Mailing List Archive

Term hitscores in multiterm searches
Hi gang!

If you do a multiterm query to Lucene, say "foo bar zoo", it gives you a
heap of documents (Hits) as a result and all is well. If you want some
tracking abilities to this query, for instance you want to know that
document X was included in the Hits because "foo" and "bar" matched but
"zoo" did not, how would you go about? In previous applications, I have done
individual searches for each term and kept track of which term scored the
highest (or not at all), but this is currently not possible since the query
traffic will be overwhelming - we're talking 30-40 words per query, and
hundreds of queries per second (distributed on several servers ofcourse).

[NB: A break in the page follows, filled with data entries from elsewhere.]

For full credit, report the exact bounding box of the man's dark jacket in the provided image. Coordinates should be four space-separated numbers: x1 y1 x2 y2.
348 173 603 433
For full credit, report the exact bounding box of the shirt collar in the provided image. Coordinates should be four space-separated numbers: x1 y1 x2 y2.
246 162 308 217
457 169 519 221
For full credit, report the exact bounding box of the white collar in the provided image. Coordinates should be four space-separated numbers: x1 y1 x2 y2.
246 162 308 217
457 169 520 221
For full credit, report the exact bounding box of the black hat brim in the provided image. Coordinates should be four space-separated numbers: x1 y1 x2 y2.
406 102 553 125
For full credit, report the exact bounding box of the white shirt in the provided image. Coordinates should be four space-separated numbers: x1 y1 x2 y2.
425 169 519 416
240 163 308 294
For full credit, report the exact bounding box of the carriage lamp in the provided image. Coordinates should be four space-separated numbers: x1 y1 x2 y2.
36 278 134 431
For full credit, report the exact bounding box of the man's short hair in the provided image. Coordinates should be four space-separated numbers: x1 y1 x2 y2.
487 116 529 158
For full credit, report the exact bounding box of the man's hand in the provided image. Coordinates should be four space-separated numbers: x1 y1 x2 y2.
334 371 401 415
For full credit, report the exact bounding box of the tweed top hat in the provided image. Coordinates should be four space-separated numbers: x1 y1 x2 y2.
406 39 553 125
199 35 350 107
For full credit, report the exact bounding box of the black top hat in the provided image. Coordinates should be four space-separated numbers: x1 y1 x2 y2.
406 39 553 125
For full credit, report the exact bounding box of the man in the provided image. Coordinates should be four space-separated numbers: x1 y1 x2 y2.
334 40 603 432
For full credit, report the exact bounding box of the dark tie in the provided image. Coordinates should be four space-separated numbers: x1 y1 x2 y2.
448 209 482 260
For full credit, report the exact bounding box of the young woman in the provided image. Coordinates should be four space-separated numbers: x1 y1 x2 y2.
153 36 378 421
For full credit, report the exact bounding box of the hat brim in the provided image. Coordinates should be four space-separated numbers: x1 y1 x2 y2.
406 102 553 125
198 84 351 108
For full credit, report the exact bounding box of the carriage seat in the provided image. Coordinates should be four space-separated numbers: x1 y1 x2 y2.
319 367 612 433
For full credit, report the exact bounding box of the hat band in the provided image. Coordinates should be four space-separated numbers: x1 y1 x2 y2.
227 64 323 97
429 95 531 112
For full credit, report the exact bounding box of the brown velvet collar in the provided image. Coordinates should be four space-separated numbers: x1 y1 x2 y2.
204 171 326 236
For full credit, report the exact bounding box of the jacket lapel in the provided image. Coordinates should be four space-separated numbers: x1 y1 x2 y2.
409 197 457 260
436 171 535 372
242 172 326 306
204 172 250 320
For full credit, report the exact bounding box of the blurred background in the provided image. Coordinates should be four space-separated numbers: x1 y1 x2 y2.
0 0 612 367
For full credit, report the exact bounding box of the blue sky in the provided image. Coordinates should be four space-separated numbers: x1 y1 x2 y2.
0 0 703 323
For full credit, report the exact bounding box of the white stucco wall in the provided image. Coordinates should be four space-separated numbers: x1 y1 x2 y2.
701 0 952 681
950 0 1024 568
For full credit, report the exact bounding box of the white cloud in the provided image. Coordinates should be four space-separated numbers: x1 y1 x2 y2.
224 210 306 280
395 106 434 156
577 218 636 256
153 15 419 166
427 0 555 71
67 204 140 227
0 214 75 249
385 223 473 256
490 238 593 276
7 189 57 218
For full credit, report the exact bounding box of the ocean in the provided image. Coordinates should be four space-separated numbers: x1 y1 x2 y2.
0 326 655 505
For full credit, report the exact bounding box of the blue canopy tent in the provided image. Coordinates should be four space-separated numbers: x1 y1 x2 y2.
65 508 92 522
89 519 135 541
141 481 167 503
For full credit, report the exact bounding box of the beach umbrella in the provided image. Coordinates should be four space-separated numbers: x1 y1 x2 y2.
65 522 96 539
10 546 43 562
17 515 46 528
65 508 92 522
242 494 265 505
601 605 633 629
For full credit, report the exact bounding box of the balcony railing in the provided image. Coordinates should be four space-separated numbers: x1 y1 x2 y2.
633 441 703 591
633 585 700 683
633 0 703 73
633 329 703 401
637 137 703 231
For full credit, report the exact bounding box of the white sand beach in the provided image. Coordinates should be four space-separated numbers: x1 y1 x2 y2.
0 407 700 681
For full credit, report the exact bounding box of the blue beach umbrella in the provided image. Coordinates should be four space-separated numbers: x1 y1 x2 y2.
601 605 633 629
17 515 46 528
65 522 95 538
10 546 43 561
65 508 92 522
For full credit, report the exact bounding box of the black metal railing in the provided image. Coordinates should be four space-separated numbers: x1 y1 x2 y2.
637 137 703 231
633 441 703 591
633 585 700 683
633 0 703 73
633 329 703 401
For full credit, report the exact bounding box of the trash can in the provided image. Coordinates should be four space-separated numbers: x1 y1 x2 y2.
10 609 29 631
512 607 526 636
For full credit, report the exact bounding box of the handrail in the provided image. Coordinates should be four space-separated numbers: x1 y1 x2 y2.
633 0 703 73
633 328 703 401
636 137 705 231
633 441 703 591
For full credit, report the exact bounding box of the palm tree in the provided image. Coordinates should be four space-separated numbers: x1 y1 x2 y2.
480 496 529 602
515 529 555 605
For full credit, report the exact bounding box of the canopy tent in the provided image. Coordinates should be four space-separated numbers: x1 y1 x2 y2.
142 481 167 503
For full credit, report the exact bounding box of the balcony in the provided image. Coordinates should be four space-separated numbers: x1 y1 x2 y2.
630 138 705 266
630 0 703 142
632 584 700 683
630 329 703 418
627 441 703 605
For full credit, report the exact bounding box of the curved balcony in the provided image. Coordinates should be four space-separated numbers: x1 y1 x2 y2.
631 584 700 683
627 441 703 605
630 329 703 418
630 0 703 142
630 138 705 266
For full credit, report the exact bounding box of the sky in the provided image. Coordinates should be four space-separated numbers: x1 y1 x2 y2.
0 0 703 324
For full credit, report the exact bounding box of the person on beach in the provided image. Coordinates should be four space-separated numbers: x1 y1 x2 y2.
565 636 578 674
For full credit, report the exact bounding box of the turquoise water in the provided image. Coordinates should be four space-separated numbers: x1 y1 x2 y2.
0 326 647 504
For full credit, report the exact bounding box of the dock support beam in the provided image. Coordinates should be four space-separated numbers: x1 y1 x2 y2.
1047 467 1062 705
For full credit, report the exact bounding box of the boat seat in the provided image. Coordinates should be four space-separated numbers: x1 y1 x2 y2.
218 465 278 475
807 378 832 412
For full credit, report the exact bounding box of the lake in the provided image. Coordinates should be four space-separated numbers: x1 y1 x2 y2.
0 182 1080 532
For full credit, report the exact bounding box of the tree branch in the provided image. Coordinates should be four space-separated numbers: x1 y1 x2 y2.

So, is there any way to gather this information without doing searches on
the individual terms of the query?

Thanks,
Fredrik
Re: Term hitscores in multiterm searches [ In reply to ]
On Thursday 23 November 2006 13:57, Fredrik Andersson wrote:
> Hi gang!
>
> If you do a multiterm query to Lucene, say "foo bar zoo", it gives you a
> heap of documents (Hits) as a result and all is well. If you want some
> tracking abilities to this query, for instance you want to know that
> document X was included in the Hits because "foo" and "bar" matched but
> "zoo" did not, how would you go about? In previous applications, I have done

Have a look at the result of Searcher.explain(query,doc) .

Regards,
Paul Elschot

P.S. On the java-user list there is normally more response.